After you deploy and activate a Tape Gateway, you mount the virtual tape drives and media changer on your on-premises application servers as iSCSI devices. You create virtual tapes as needed. Then you use your existing backup software application to write data to the virtual tapes. The media changer loads and unloads the virtual tapes into the virtual tape drives for read and write operations.

Allocating local disks for the gateway VM

Your gateway VM needs local disks, which you allocate for the following purposes:

  • Cache storage – The cache storage acts as the durable store for data that is waiting to upload to Amazon S3 from the upload buffer.

    If your application reads data from a virtual tape, the gateway saves the data to the cache storage. The gateway stores recently accessed data in the cache storage for low-latency access. If your application requests tape data, the gateway first checks the cache storage for the data before downloading the data from Amazon.

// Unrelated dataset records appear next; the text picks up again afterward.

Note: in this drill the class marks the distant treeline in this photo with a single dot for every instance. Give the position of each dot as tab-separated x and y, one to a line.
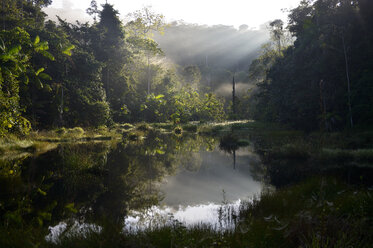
219	51
91	74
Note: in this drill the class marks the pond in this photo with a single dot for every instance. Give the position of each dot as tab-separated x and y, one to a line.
131	184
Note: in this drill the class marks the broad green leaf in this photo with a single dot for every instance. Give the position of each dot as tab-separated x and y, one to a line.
158	151
48	55
159	96
42	192
14	50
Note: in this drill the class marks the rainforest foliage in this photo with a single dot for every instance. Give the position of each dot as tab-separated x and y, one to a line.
315	73
63	74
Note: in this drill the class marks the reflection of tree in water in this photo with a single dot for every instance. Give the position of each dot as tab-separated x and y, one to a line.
91	182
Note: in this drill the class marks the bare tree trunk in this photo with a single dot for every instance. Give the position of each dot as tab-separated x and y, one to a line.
148	73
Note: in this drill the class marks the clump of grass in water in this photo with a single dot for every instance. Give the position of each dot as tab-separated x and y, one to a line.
143	127
178	130
127	126
190	127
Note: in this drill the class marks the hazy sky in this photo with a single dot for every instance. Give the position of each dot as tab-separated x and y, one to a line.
210	12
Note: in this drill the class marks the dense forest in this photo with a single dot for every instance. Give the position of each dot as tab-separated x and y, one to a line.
324	80
314	73
91	74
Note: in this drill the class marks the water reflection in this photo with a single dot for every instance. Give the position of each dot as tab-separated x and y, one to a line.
196	196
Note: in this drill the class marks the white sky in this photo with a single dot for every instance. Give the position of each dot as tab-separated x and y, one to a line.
210	12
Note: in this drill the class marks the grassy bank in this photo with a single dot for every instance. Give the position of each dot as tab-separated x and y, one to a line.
321	212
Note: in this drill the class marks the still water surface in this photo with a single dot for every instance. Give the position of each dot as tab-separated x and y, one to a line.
133	184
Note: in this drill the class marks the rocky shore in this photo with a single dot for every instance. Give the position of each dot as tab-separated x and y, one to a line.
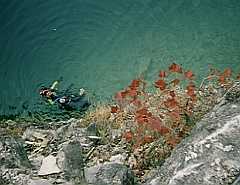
68	153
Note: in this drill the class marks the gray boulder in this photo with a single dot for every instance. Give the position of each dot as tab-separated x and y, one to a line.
14	163
109	174
70	161
12	153
210	155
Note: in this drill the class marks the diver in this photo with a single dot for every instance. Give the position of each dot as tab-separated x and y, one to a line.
65	101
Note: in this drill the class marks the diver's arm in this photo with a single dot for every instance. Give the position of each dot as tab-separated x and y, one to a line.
55	83
50	101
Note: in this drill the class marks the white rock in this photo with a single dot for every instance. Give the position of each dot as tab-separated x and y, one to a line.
39	182
49	166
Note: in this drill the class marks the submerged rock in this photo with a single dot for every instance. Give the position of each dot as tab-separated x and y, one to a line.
209	156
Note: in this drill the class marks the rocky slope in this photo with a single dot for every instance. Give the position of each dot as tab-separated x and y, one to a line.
60	153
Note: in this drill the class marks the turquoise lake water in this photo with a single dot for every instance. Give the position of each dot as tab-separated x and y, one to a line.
102	44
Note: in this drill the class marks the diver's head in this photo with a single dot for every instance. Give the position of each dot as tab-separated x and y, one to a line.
46	92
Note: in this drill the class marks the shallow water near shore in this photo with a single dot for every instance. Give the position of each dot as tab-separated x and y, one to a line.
102	45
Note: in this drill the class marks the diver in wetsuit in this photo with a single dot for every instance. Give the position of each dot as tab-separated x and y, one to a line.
67	102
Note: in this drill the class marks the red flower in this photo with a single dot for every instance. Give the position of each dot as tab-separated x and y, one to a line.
175	68
189	75
227	72
160	84
162	74
114	109
175	82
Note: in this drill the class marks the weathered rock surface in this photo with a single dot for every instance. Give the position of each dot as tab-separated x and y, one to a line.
49	166
12	153
209	156
70	159
109	174
14	163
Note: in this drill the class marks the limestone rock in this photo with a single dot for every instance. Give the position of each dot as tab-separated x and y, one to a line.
12	153
49	166
39	182
209	156
109	174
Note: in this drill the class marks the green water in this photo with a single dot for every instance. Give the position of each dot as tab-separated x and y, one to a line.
102	44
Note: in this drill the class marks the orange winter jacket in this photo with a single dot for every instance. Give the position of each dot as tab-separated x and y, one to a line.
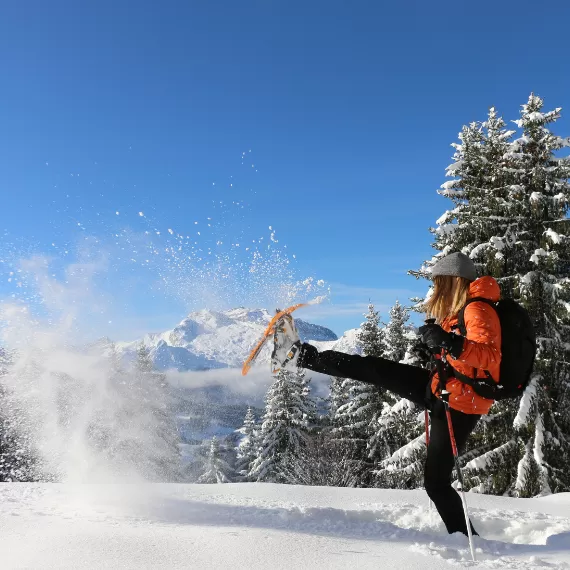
481	351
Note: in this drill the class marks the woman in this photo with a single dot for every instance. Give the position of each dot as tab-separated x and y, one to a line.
472	355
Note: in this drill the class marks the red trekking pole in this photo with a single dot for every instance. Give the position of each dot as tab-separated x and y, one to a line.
440	363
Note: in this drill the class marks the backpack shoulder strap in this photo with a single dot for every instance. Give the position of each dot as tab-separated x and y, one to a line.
461	315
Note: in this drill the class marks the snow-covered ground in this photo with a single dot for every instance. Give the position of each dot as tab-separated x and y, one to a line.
268	526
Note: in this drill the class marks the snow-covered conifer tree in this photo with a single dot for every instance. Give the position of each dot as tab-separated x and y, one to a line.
247	447
285	426
510	216
217	469
395	337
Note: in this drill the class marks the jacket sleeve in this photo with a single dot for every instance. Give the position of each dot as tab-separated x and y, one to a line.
482	345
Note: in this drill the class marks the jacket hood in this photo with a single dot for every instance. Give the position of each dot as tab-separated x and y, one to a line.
485	287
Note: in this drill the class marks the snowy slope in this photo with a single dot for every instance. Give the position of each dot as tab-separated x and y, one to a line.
268	526
209	339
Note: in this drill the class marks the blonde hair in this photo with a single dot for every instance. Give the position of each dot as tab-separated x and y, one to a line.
448	298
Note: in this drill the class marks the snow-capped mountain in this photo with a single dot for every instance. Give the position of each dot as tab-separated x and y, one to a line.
209	339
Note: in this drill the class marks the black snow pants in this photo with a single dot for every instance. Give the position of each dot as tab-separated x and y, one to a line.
409	382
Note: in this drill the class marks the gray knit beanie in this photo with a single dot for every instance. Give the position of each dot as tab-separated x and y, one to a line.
456	265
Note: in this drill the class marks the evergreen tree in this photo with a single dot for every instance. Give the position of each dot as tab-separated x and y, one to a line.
511	200
217	469
19	460
285	426
361	405
395	337
370	337
247	447
145	435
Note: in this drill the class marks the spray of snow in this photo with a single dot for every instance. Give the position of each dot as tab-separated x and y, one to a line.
64	379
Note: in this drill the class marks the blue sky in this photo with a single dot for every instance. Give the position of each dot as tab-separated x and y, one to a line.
328	121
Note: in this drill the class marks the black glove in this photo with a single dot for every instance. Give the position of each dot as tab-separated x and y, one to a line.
421	353
435	338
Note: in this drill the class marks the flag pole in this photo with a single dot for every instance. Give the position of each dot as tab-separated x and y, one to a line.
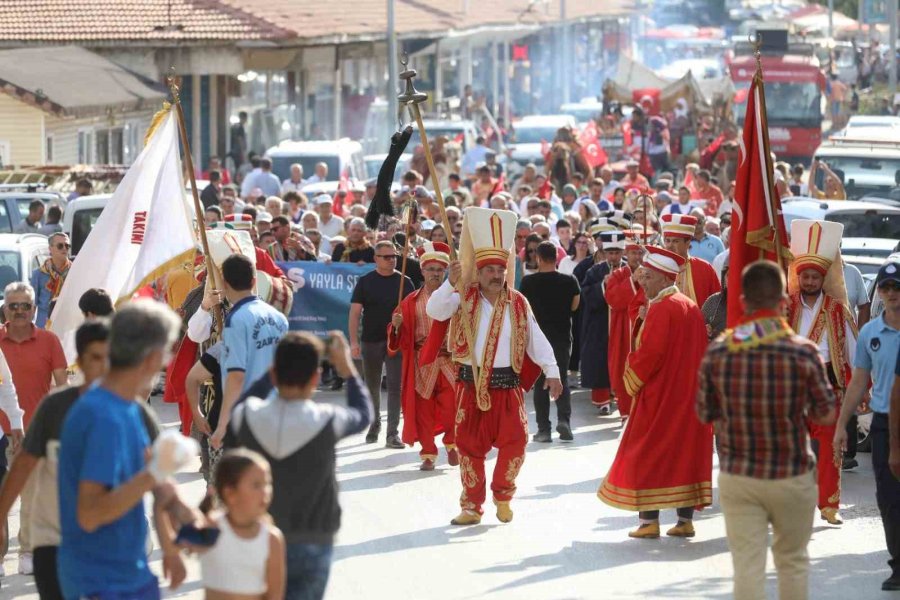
771	191
407	230
198	207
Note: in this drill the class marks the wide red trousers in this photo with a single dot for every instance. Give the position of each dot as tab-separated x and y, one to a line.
828	466
440	409
505	427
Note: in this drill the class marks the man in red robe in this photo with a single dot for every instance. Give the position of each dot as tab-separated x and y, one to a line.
625	298
665	455
698	281
493	323
818	311
428	398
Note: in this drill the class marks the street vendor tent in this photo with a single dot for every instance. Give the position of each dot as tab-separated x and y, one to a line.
700	95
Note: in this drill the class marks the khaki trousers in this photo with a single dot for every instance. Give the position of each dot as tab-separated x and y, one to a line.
749	506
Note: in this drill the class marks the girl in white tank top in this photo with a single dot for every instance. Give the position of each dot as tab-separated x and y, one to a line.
248	558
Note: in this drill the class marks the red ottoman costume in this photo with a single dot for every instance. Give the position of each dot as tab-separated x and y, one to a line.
698	280
429	391
490	402
665	455
829	324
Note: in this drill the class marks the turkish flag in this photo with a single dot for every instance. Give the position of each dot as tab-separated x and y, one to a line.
756	213
591	149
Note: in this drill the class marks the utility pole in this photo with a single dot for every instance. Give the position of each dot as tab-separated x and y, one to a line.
565	56
393	85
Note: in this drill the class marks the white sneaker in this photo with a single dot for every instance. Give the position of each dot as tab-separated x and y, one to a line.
26	565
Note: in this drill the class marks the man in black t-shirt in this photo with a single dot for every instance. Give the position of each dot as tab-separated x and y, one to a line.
553	297
374	299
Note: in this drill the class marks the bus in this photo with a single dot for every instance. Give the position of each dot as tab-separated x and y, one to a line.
795	100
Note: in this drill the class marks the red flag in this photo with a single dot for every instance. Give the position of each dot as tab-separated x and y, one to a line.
500	185
545	150
757	223
591	149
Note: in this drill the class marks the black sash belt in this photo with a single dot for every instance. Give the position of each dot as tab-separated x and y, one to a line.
502	378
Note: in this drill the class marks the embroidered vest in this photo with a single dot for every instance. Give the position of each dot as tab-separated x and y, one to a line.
470	310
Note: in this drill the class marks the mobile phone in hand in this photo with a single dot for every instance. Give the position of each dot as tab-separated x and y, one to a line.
196	536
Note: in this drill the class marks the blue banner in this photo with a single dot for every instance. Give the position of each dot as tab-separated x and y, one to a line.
322	294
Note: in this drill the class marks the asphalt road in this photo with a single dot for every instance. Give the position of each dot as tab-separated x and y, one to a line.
396	541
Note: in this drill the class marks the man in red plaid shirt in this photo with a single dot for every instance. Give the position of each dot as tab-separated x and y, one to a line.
759	383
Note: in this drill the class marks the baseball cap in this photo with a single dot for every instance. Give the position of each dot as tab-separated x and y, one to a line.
889	271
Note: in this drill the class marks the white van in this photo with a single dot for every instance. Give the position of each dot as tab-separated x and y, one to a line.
343	157
868	158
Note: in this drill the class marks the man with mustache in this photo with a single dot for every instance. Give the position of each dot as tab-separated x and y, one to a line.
428	391
494	328
818	311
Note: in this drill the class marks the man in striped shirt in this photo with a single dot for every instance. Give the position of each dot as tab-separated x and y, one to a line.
758	385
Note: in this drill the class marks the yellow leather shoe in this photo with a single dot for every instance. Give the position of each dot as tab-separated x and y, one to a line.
832	516
504	512
466	517
682	529
647	531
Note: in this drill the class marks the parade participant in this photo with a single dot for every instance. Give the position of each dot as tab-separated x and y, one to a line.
664	459
47	280
625	297
760	382
493	324
428	391
595	321
698	281
818	311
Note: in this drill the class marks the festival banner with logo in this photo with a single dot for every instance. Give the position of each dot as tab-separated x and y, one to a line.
322	294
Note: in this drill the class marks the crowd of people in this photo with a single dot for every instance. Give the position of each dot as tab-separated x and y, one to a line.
508	285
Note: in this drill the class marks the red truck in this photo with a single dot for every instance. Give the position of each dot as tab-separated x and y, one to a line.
794	87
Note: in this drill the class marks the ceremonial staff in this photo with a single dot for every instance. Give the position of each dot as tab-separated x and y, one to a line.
410	211
198	207
412	98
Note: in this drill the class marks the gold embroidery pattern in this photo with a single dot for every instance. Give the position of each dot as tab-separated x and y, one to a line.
490	351
467	472
512	469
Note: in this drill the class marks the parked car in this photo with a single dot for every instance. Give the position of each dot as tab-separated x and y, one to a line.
878	248
531	133
860	219
344	157
14	205
868	159
463	131
20	254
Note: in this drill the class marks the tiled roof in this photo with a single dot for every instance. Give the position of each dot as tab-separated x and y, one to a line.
87	21
369	17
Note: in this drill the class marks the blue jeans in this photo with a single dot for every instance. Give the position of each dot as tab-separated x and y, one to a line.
308	566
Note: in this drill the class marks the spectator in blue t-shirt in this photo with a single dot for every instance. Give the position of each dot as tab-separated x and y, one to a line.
103	474
704	245
877	350
252	330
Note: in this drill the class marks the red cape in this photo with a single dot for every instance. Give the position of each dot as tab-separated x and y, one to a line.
625	300
664	459
404	341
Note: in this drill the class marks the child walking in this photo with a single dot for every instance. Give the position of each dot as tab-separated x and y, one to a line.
248	558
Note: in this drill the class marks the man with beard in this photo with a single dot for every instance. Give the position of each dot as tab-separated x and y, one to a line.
665	457
428	391
625	297
818	311
698	281
494	326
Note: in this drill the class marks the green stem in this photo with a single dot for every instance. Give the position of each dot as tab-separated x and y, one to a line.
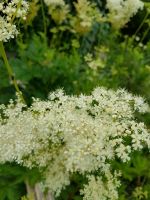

  • Upload buffer – The upload buffer provides a staging area for the gateway before it uploads the data to a virtual tape. The upload buffer is also critical for creating recovery points that you can use to recover tapes from unexpected failures. For more information, see You Need to Recover a Virtual Tape from a Malfunctioning Tape Gateway.

As your backup application writes data to your gateway, the gateway copies data to both the cache storage and the upload buffer. It then acknowledges completion of the write operation to your backup application.

For guidelines on the amount of disk space to allocate for the cache storage and upload buffer, see Deciding the amount of local disk storage.